What does "correct" look like for a single unit of this process, and how would you know if the output was wrong?
If the quality standard cannot be articulated in measurable terms, the accuracy target cannot be set, and the model cannot be evaluated against it. Vague standards produce vague results.
How structured are the inputs?
Documents with consistent fields and formats are easier to process than free-form text. Mixed or highly variable inputs are not disqualifying, but they increase the engineering complexity and the accuracy ceiling may be lower.
Who is currently doing this work, and what happens to their time if the process is automated?
This question is often skipped, but it matters for two reasons. First, it clarifies the displacement calculation. Second, it surfaces organizational dynamics that will affect the rollout. Teams that understand how automation changes their work are more likely to engage with it constructively, which directly affects the quality of the feedback loops that improve the model over time.
Is there historical data available?
Both projects described above had an unusual advantage: years of processed, corrected examples that could be used to fine-tune the model. That data was not created for AI training; it was the accumulated output of the manual process. Teams that have been running a manual process for years often have this asset without recognizing it. Teams starting from scratch face a harder problem and a longer timeline to production-grade accuracy.
A high-profile, executive-facing process feels like a meaningful target. It generates momentum and buy-in. But if it does not meet the structural criteria above, the result is a technically impressive system that does not compound value.
Teams often begin with a general sense that the process has a quality bar without defining what that bar is in measurable terms.
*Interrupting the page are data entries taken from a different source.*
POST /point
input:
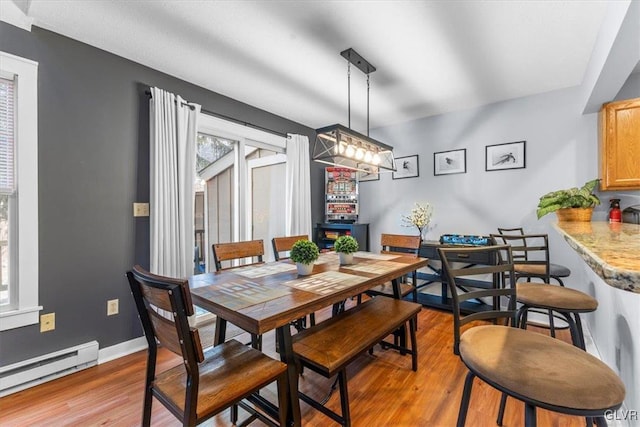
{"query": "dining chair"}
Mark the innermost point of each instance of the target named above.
(541, 371)
(399, 244)
(282, 245)
(281, 248)
(556, 271)
(205, 382)
(227, 252)
(556, 301)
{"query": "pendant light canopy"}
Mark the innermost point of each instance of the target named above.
(341, 146)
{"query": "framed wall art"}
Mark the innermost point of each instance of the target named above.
(368, 172)
(406, 167)
(505, 156)
(450, 162)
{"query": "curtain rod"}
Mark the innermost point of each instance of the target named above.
(232, 119)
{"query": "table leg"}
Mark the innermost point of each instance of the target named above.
(401, 333)
(286, 355)
(221, 331)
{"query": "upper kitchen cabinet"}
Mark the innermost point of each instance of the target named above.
(620, 145)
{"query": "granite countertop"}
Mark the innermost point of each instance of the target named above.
(611, 250)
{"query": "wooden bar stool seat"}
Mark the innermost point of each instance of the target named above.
(556, 375)
(538, 370)
(541, 295)
(569, 303)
The model reaches 90% accuracy and the team celebrates, until someone realizes that the downstream process still requires human review for every error, which means the labor saving never materialized. Defining the accuracy threshold before development begins is not a documentation exercise. It is what makes the success criteria testable.
A high-volume process with poorly defined quality standards, highly unstructured inputs or no historical data is not a strong candidate. Volume amplifies the return on a well-structured automation. It also amplifies the cost of a poorly scoped one.
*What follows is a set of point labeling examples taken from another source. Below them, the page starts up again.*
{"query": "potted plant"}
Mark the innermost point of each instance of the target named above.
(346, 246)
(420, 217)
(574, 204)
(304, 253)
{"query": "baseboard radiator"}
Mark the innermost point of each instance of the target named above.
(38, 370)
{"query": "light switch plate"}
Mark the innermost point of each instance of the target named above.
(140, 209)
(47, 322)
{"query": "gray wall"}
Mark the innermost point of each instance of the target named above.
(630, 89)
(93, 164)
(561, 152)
Both projects in this article involved teams of people whose daily workflows changed significantly as automation was introduced. In both cases, the rollout was designed to earn trust incrementally rather than replace effort immediately. That approach is not slower; it is more durable. Teams that understand the system and trust its outputs engage with it differently from teams that feel displaced by it. The quality of the human feedback loop, which is one of the primary mechanisms for improving the model over time, depends directly on that engagement.
The utility invoice pipeline and the manuscript screening platform use different models, different infrastructure, different integration approaches and different accuracy targets. What they share is the underlying process structure that made both viable.
McKinsey's 2025 research on AI returns found that organizations reporting significant financial returns from AI are roughly twice as likely to have redesigned full-workflow processes before selecting modeling techniques. Technology selection without process redesign rarely produces durable returns.
That transferability is the point. The question "is AI right for this process" is not primarily a question about technology. It is a question about the process itself. The technology choices follow from the answer.
Teams that develop the discipline to evaluate process fit before evaluating technology options tend to build systems that compound value rather than systems that demonstrate capability. The diagnostic criteria above are not a guarantee of success. They are a filter that removes the most common source of failure before the build begins.